There’s Growing Evidence Of Volcanic Activity On Venus

There’s Growing Evidence Of Volcanic Activity On Venus

Standing on the surface of Venus, your body would be crushed by the immense pressure, fried by the lead-melting heat, and dissolved by sulfuric acid thunderstorms. Too bad, because if you could survive on Venus, you might witness some epic volcanic eruptions.

A high resolution topo map of Venus’s surface produced by the Magellan spacecraft.

The longstanding hypothesis that Venus, like the Earth, is a volcanically active planet, is backed by new evidence published in Geophysical Research Letters. Combing through thermal imaging data from the Venus Express spacecraft’s Venus Monitoring camera, a team of geologists identified transient temperature spikes at several spots on the planet’s surface. The spikes, which upped the temperature several hundred degrees Celsius over a range of one to 200 square kilometres, are being interpreted as active lava flows.

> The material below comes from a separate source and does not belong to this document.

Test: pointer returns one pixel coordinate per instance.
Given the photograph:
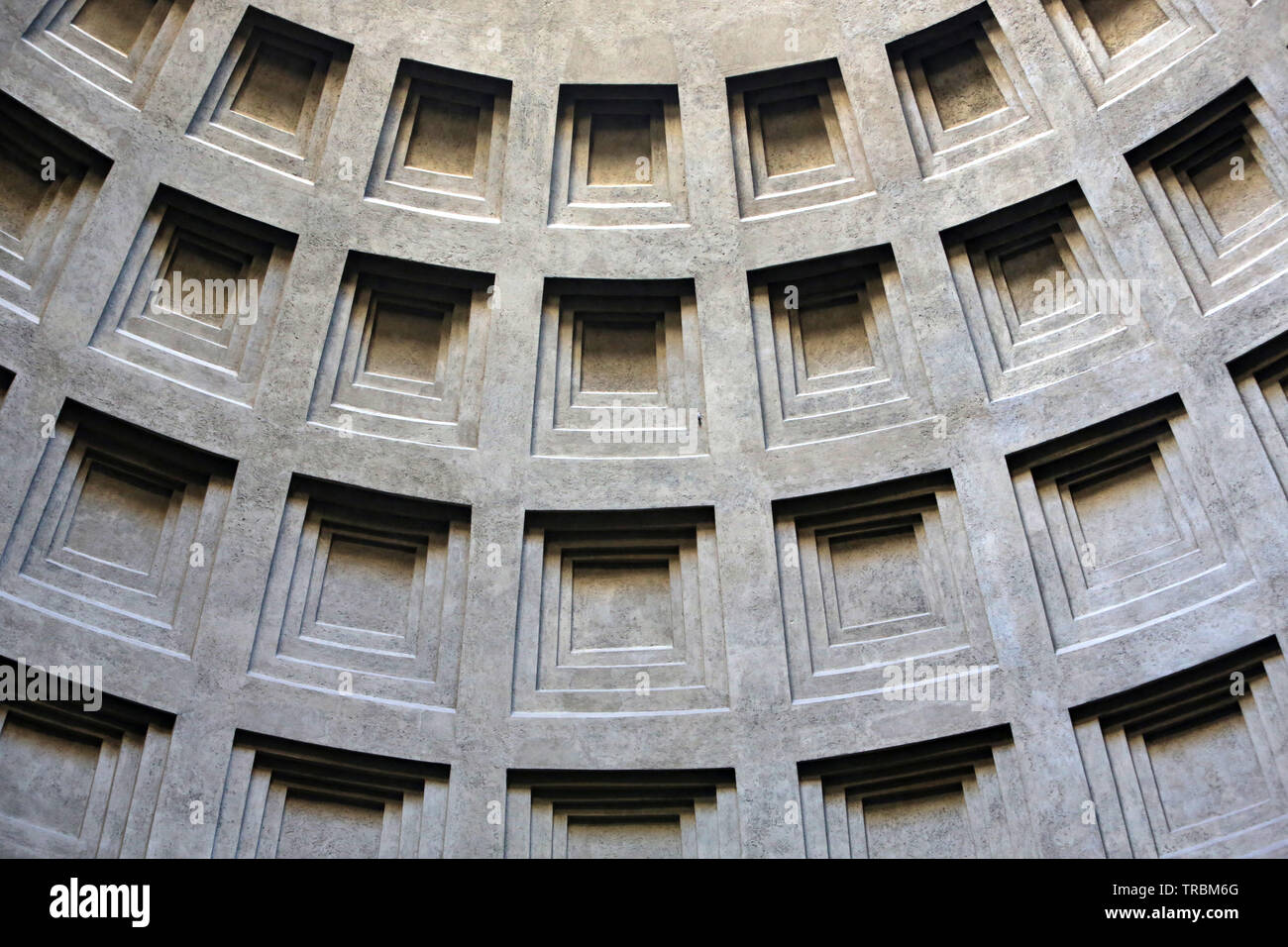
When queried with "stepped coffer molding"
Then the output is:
(468, 429)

“We were able to show strong evidence that Venus is volcanically, and thus internally, active today,” said study co-author James W. Head in a press release. “This is a major finding that helps us understand the evolution of planets like our own.”

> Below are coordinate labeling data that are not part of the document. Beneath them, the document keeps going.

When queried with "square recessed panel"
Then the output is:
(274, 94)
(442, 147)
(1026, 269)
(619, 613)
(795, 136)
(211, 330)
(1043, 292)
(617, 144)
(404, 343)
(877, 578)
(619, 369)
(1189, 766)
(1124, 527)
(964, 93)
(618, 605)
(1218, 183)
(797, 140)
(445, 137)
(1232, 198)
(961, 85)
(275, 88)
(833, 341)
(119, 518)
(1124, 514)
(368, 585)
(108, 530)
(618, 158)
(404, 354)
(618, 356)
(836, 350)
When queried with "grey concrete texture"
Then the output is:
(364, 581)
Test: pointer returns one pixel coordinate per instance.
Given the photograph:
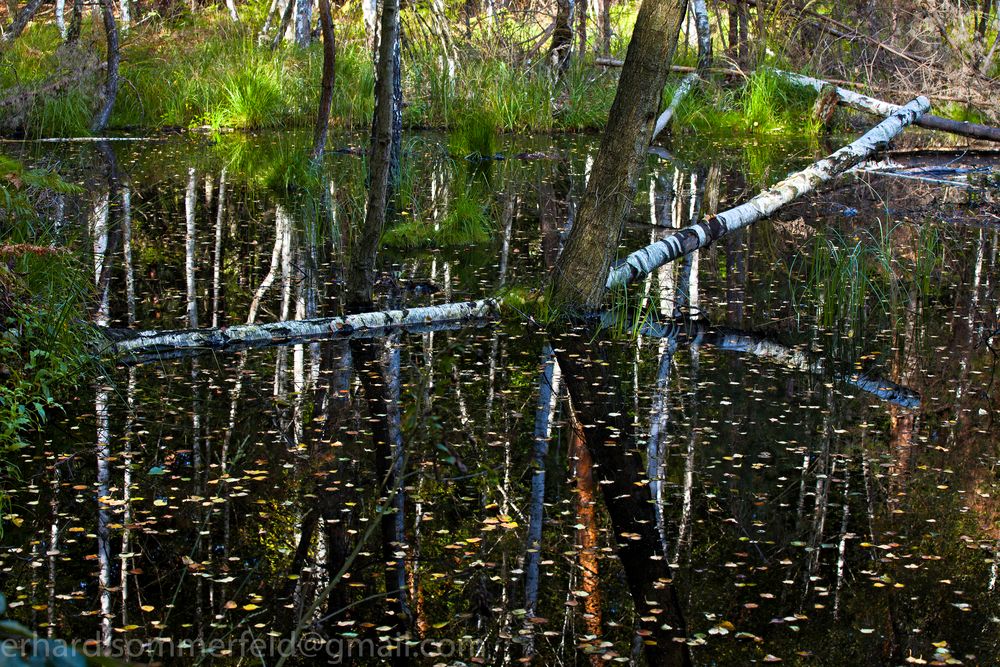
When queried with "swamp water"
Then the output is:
(808, 455)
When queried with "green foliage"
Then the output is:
(465, 223)
(43, 346)
(475, 136)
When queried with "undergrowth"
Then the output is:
(43, 342)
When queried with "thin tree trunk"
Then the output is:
(75, 21)
(361, 274)
(286, 19)
(126, 15)
(577, 280)
(704, 29)
(303, 22)
(20, 22)
(61, 17)
(602, 13)
(329, 73)
(561, 46)
(266, 28)
(111, 82)
(699, 235)
(881, 108)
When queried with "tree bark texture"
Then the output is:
(21, 21)
(704, 29)
(881, 108)
(712, 228)
(329, 74)
(578, 278)
(361, 273)
(132, 343)
(561, 46)
(111, 82)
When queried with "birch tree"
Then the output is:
(577, 280)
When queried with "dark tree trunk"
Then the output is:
(286, 19)
(619, 472)
(602, 14)
(76, 19)
(561, 47)
(577, 281)
(397, 111)
(21, 21)
(329, 73)
(361, 274)
(111, 82)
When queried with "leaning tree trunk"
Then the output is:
(602, 14)
(286, 19)
(329, 73)
(111, 82)
(704, 29)
(578, 280)
(361, 273)
(561, 46)
(61, 17)
(303, 21)
(20, 22)
(75, 21)
(712, 228)
(881, 108)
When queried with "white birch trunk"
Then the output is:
(882, 108)
(247, 335)
(190, 201)
(712, 228)
(61, 18)
(682, 90)
(704, 29)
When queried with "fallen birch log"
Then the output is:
(728, 71)
(682, 90)
(747, 342)
(129, 343)
(712, 228)
(882, 108)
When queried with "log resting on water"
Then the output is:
(748, 342)
(136, 344)
(682, 90)
(882, 108)
(687, 240)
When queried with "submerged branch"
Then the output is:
(712, 228)
(156, 344)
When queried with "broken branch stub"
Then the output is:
(883, 108)
(687, 240)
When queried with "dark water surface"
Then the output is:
(808, 455)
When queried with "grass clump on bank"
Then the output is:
(43, 342)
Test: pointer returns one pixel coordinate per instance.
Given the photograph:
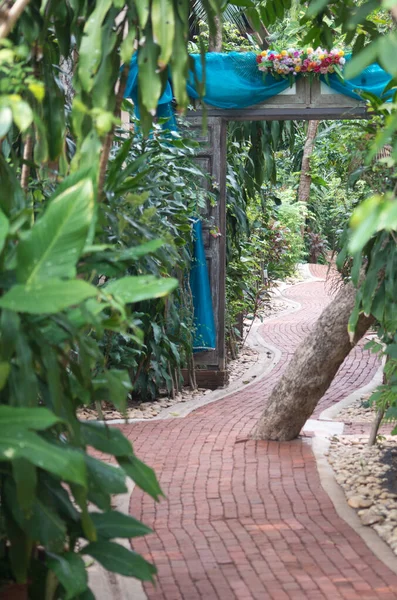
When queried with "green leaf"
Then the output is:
(25, 477)
(360, 61)
(142, 8)
(149, 77)
(61, 461)
(48, 297)
(4, 372)
(5, 120)
(163, 23)
(364, 222)
(142, 475)
(117, 384)
(22, 113)
(4, 228)
(387, 49)
(143, 287)
(114, 524)
(106, 439)
(41, 523)
(38, 418)
(12, 198)
(137, 252)
(315, 7)
(117, 559)
(91, 50)
(71, 572)
(54, 244)
(104, 477)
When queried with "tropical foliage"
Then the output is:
(88, 243)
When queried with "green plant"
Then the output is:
(73, 267)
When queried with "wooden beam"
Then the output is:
(275, 113)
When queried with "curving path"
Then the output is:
(249, 520)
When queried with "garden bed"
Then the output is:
(247, 358)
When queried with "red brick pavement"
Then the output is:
(249, 520)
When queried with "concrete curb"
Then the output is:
(330, 413)
(381, 550)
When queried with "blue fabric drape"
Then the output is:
(373, 79)
(204, 335)
(234, 81)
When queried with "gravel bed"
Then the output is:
(368, 476)
(358, 412)
(246, 359)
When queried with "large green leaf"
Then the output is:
(113, 385)
(47, 298)
(71, 572)
(38, 418)
(25, 477)
(105, 439)
(114, 524)
(142, 475)
(118, 559)
(53, 246)
(104, 477)
(4, 227)
(41, 523)
(61, 461)
(142, 287)
(163, 23)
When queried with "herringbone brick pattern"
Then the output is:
(249, 520)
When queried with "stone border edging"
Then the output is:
(331, 412)
(337, 496)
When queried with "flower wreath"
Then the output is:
(289, 63)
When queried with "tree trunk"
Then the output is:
(305, 179)
(311, 370)
(215, 41)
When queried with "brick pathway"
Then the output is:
(249, 520)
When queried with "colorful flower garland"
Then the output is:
(292, 62)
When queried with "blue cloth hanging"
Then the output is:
(234, 81)
(204, 337)
(373, 79)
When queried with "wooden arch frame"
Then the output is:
(304, 101)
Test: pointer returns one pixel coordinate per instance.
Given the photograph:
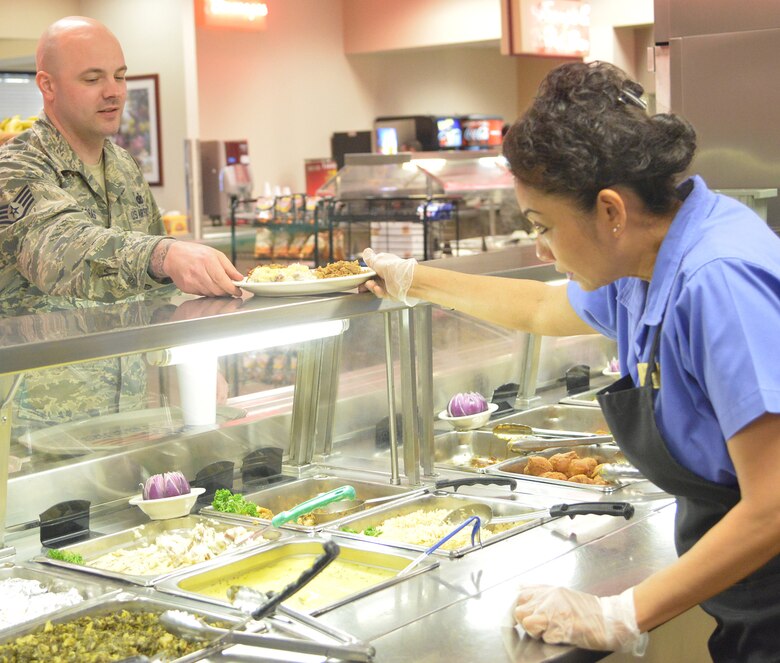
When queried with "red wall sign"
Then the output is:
(232, 14)
(559, 28)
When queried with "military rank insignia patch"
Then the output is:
(17, 208)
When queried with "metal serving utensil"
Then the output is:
(509, 431)
(485, 513)
(345, 507)
(192, 628)
(341, 493)
(475, 520)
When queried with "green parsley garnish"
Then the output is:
(228, 502)
(65, 556)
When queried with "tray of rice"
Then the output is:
(360, 569)
(285, 496)
(417, 523)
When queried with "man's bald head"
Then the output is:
(81, 75)
(65, 34)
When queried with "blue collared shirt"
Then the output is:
(716, 289)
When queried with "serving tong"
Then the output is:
(485, 514)
(192, 628)
(340, 493)
(521, 438)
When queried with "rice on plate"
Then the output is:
(424, 528)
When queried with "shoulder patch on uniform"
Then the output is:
(18, 207)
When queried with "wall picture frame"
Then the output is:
(140, 132)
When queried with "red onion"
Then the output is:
(466, 404)
(169, 484)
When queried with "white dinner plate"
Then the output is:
(312, 287)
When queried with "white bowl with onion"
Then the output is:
(467, 411)
(166, 495)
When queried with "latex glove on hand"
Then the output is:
(396, 274)
(563, 616)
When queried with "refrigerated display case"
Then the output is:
(423, 205)
(360, 407)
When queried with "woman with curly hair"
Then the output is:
(678, 275)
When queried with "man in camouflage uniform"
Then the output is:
(77, 219)
(78, 222)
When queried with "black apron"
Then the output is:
(748, 613)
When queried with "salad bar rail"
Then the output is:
(463, 594)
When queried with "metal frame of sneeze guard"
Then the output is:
(8, 385)
(755, 199)
(196, 363)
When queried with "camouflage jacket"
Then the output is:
(58, 233)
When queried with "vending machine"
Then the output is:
(215, 156)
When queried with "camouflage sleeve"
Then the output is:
(61, 250)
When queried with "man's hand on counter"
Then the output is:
(194, 268)
(563, 616)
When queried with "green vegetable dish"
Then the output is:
(65, 556)
(369, 531)
(111, 637)
(228, 502)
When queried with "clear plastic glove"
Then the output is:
(563, 616)
(396, 273)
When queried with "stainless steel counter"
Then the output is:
(466, 601)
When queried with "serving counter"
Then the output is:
(336, 417)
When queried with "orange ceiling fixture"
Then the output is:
(234, 14)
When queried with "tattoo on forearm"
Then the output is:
(156, 270)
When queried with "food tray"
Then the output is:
(88, 589)
(144, 535)
(577, 418)
(132, 603)
(287, 495)
(190, 584)
(603, 453)
(500, 507)
(114, 431)
(469, 451)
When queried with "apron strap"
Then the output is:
(652, 364)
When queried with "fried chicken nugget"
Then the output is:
(560, 462)
(582, 466)
(537, 465)
(560, 476)
(581, 478)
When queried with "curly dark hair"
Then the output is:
(588, 130)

The temperature anomalies in question were discovered in the Ganiki Chasma, a large rift zone that sounds like it could be the spawning grounds for a race of fire-loving kaiju. Mapped in the 80s and 90s by the Soviet Venera and US Magellan missions, the Chasma is a region (like our own East African rift) where crustal plates are stretching apart, causing hot mantle material to rise, decompress, and liquify.

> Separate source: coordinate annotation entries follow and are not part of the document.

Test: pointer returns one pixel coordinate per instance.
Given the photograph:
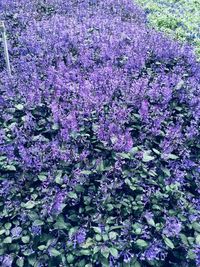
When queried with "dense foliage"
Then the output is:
(99, 134)
(178, 18)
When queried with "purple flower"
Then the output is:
(172, 227)
(80, 236)
(36, 230)
(16, 231)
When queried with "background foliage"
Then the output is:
(178, 18)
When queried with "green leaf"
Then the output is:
(141, 243)
(54, 252)
(7, 240)
(146, 157)
(114, 252)
(168, 242)
(25, 239)
(60, 223)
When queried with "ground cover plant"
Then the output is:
(99, 134)
(179, 19)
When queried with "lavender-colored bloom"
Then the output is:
(153, 252)
(16, 231)
(81, 236)
(7, 261)
(36, 230)
(127, 256)
(172, 227)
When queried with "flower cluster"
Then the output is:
(99, 138)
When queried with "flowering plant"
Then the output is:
(99, 134)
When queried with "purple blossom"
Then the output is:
(16, 231)
(172, 227)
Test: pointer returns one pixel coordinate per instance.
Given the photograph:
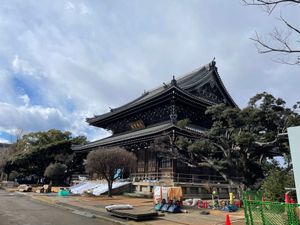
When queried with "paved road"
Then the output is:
(18, 209)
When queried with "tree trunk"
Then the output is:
(109, 183)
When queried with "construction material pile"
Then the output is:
(95, 187)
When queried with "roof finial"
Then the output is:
(174, 81)
(213, 62)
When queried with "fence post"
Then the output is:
(262, 213)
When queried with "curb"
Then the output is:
(75, 210)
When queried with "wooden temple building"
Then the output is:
(137, 124)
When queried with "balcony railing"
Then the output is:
(180, 178)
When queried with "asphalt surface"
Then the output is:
(19, 209)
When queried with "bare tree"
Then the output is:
(285, 42)
(107, 161)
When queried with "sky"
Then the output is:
(62, 61)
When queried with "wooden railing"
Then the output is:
(180, 178)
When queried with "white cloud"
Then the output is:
(26, 99)
(64, 66)
(30, 118)
(80, 7)
(22, 66)
(2, 140)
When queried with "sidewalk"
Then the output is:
(94, 206)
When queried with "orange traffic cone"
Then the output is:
(228, 220)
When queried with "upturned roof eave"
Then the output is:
(126, 109)
(136, 135)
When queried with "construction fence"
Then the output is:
(260, 212)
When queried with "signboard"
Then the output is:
(294, 140)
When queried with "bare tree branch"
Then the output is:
(282, 40)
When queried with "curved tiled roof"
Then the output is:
(185, 82)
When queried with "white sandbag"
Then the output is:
(116, 207)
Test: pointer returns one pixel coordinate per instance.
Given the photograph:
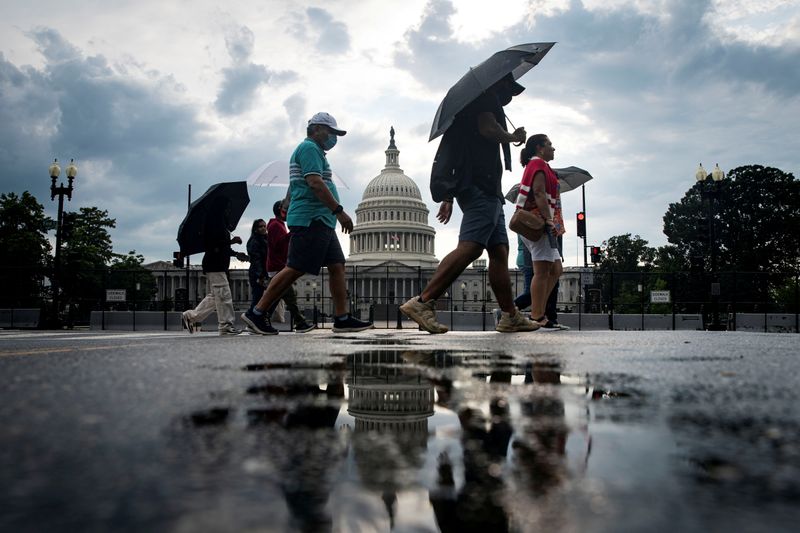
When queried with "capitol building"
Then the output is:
(391, 226)
(392, 257)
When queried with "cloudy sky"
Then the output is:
(152, 96)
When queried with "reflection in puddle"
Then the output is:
(410, 439)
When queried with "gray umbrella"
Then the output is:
(233, 194)
(516, 60)
(569, 178)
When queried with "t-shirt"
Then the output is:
(487, 169)
(551, 188)
(304, 207)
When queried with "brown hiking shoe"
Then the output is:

“We knew that Ganiki Chasma was the result of volcanism that had occurred fairly recently in geological terms, but we didn’t know if it formed yesterday or was a billion years old,” Head said. “The active anomalies detected by Venus Express fall exactly where we had mapped these relatively young deposits and suggest ongoing activity.”

It’s the latest in a growing pile of data supporting volcanic activity on Earth’s nearest neighbour. In 2010, an infrared imagining analysis hinted at other lava flows that were anywhere from a couple thousand to a few million years old. Two years later, scientists reported transient plumes of sulphur dioxide — a product of volcanic eruptions — high above the clouds in the Venusian skies.

Volcanic activity seems to be a rarity in our solar system, occurring (to our knowledge) only on Earth and Io. Yet, perhaps it’s not surprising that Venus, a planet with an active climate system and a dazzling array of complex surface features, would also bear this hallmark of geologic activity.

Surprising or not, it’s certainly very cool.